A divided U.S. Congress gave final approval Friday to Democrats’ flagship climate and health care bill, handing President Joe Biden a back-from-the-dead triumph on coveted priorities that the party hopes will bolster their prospects for keeping their hold on Congress in November’s elections.
The House used a party-line 220-207 vote to pass the legislation, which is but a shadow of the larger, more ambitious plan to supercharge environment and social programs that Biden and his party envisioned early last year. Even so, Democrats happily declared victory on top-tier goals like providing Congress’ largest ever investment in curbing carbon emissions, reining in pharmaceutical costs and taxing large companies, a vote they believe will show they can wring accomplishments from a routinely gridlocked Washington that often disillusions voters.
“Today is a day of celebration, a day we take another giant step in our momentous agenda,” said House Speaker Nancy Pelosi, D-Calif. She said the measure “meets the moment, ensuring that our families thrive and that our planet survives.”

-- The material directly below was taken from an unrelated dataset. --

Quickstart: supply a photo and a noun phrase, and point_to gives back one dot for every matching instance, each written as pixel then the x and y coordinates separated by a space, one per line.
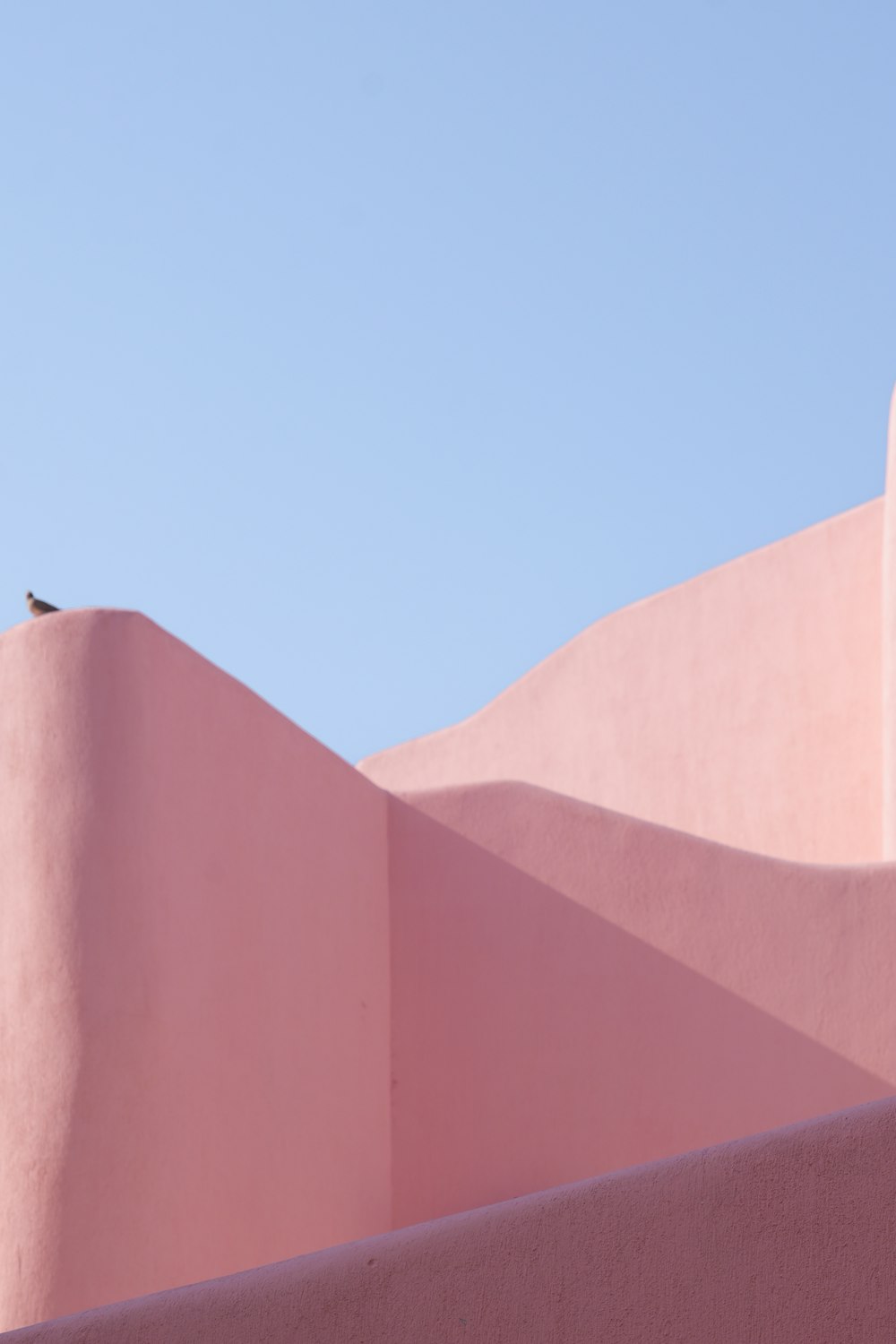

Republicans solidly opposed the legislation, calling it a cornucopia of wasteful liberal daydreams that would raise taxes and families’ living costs. They did the same Sunday but Senate Democrats banded together and used Vice President Kamala Harris’ tiebreaking vote to power the measure through that 50-50 chamber.
“Democrats, more than any other majority in history, are addicted to spending other people’s money, regardless of what we as a country can afford,” said House Minority Leader Kevin McCarthy, R-Calif. “I can almost see glee in their eyes.”
Biden’s initial 10-year, $3.5 trillion proposal also envisioned free prekindergarten, paid family and medical leave, expanded Medicare benefits and eased immigration restrictions. That crashed after centrist Sen. Joe Manchin, D-W.Va., said it was too costly, using the leverage every Democrat has in the evenly-divided Senate.
Still, the final legislation remained substantive. Its pillar is about $375 billion over 10 years to encourage industry and consumers to shift from carbon-emitting to cleaner forms of energy. That includes $4 billion to cope with the West’s catastrophic drought.
Spending, tax credits and loans would bolster technology like solar panels, consumer efforts to improve home energy efficiency, emission-reducing equipment for coal- and gas-powered power plants and air pollution controls for farms, ports and low-income communities.